Pakistan has threatened to stop transit to Afghans across the Durand Line if
the Taliban government failed to accept the proposition. The Taliban government is reportedly miffed at this Pakistani blackmail and has made it clear in no uncertain terms that such conditions on the Durand Line were unacceptable.
The Taliban government, like the previous governments, is historically
opposed to the Durand line and has expressed unhappiness over the border
fence being constructed by Pakistan. The Pashtuns believe that the Durand
Line divides their homeland.
Pakistan has viewed the Durand Line as critical to its survival as a Punjabi-
dominated Sunni country. Even whispers of Great Paktunistan, a Pashtun
nation encompassing Pashtun-dominated areas across the current border,
raises grave suspicions in Pakistan, especially in the army. The area is home
to some 35 million Afghans, 15 million of them in Afghanistan.
As it began to lose clout over militant groups, once spawned and controlled
by them, the Pakistan Army decided to fence the long and arduous border
with Afghanistan, a move which triggered several run-offs between the
armed forces of both the countries. With the Taliban taking over Kabul,
Pakistan visualised a cakewalk.
But it was not to be, as the recent events had shown. The Taliban government refused to make any commitment on the issue despite Pakistan
making it clear at the outset that it could become a stumbling block in their
relationship. Once the Taliban spokesman made its opposition to the border
fencing, Pakistan hit back with a crippling blockade at Chaman border post
early October. It is the second largest border checkpoint with thousands of
trucks and men travelling across the highway every day. The crossing is a
major source of revenue for the cash-strapped Taliban government.
With border disruptions at Torkham and withdrawal of PIA flights from Kabul, Pakistan’s message to the Taliban is loud and clear—fall in line or face consequences.

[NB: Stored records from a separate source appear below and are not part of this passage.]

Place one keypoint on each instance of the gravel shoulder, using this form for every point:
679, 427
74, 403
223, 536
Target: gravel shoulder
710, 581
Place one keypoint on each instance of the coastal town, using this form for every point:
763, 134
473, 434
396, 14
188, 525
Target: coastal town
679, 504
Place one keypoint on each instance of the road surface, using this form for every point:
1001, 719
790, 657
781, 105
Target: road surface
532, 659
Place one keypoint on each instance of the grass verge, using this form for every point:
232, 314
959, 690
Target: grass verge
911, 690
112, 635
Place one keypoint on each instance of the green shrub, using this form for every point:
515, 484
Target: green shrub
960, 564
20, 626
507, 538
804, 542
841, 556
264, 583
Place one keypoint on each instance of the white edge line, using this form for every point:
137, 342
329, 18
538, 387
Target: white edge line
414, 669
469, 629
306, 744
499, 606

These brazenly threatening posturing from Pakistan has riled the Taliban government where there is no consensus on any remission on the issue of Durand Line or the border fencing. It is well known how fiercely the Taliban founder, Mullah Omar, had opposed any reconciliatory position on Durand Line.
There is no evidence of any change in the traditional Pashtun opposition to Durand Line. Even if the Haqqani faction in the Taliban government were to favour Pakistani position, other factions remain opposed to border fencing as well as the overall issue Durand Line. Any attempt to force a decision in favour of Pakistan could splinter the Taliban which is already weakened by dissensions since it formed the government in Kabul after a bloody military campaign assisted by Pakistan.
This jockeying has made one thing clear—the honeymoon between Pakistan
and the Taliban is over. Now is the time for realpolitik where Pakistan will
press hard for concessions on boundary issues while the Taliban will resist
any attempt to water down the Pashtun identity. The Durand Line could thus become a point of conflict between the two allies, an eventuality not lost on Pakistan. Hence it is trying to press the floundering Taliban government in Kabul hard and long to step back from Durand Line.